Understanding the Reform of the Enhanced Supplementary Leverage Ratio (eSLR)
In June, a proposal for reform to the enhanced Supplementary Leverage Ratio (eSLR) – a post-crisis capital rule – was put forth by U.S. regulators. The eSLR is designed to ensure that banks maintain a minimum level of capital against their total exposures, regardless of the risk involved. The proposed change would replace the current 2% eSLR buffer for Globally Systemically Important Banks (GSIBs), with a sliding scale that would be tied to each bank’s systemic risk score. This effectively reduces the leverage capital required for most GSIBs, especially at the subsidiary level where market-making activities occur. [1]
Implications of the eSLR Reform
The immediate implication of this reform is that it frees up the balance sheet capacity for institutions like JPMorgan, Wells Fargo, and Citi. However, the deeper significance lies in its capacity to restore low-risk, high-velocity activities such as Treasury intermediation, repo financing, and FX swaps. These are not speculative trades but a provision of liquidity that makes markets work [2].
Such activities enable vital financial processes such as price discovery, capital formation, and trade execution. They bring steady, dependable liquidity to the system, making markets more resilient to shocks. Under the current SLR regime, these low-risk activities are indiscriminately penalized alongside high-risk exposures. The proposed reform for eSLR aims to correct this imbalance by aligning capital with function, thereby preserving market-making as a public utility.
eSLR Reform and the Volcker Rule
The eSLR reform aligns with the primary objectives of the Volcker Rule, named after Paul Volcker, who understood that financial crises are not only about solvency but also about liquidity. The Volcker Rule had two pillars: to ban proprietary trading but to preserve market making. Although the first objective was achieved, the second was unintentionally undermined by capital rules like the SLR.
The SLR made no distinction between a Treasury in a matched-book repo and an equity derivative held for directional exposure. Both counted equally against leverage exposure, resulting in penalizing flow desks. The activities Volcker sought to protect – client-driven liquidity provision – became uneconomic. The proposed eSLR reform aims to correct this distortion without reopening the door to speculative risk-taking. It simply reopens the pipes through which liquidity can flow.

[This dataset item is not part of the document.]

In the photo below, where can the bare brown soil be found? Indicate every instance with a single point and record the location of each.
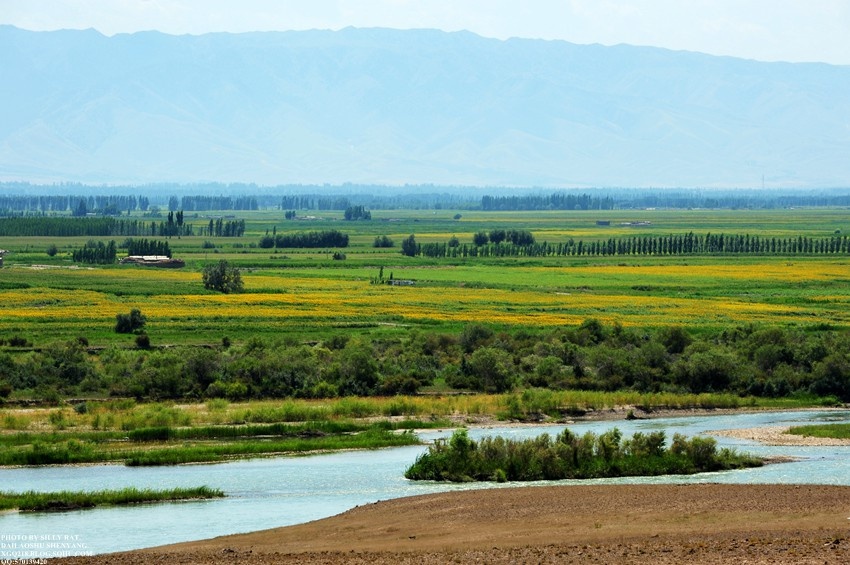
(659, 524)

The Historical Perspective of eSLR Reform
The proposed reform not only restores the spirit of the Volcker Rule but also reinstates the deep understanding of liquidity in American financial thinking. This understanding dates back to the American Free Banking era (1837 – 1864). In 1858, in Ferry v. Bank of Central New York, the New York Supreme Court acknowledged that during a panic, liquidity vanishes, impairing the ability to meet obligations regardless of the solvency of the institution [3].
Criticisms of the eSLR Reform
Despite the apparent benefits of the eSLR reform, it has its critics who see it as a form of financial repression, a backdoor attempt to push banks into holding more government debt. However, historical data show that GSIBs have consistently held only about 2% to 6% of the total stock of U.S. Treasury securities. This was the case even before the implementation of the SLR in 2014, indicating that SLR is not the binding constraint on the amount of Treasuries that GSIBs hold.
Conclusion: The Urgency of eSLR Reform
The timing of the eSLR proposal is notable as it comes at a time when the liquidity infrastructure will be severely tested. With the rise of stablecoins and the growth of private equity and private credit, the ability to move collateral, cross risk, and make two-way prices under pressure will be crucial. The eSLR reform aims to rebuild this capacity, not by subsidizing risk, but by enabling resilience. It is designed to give the system the balance sheet to meet tomorrow’s redemptions before the pipes burst.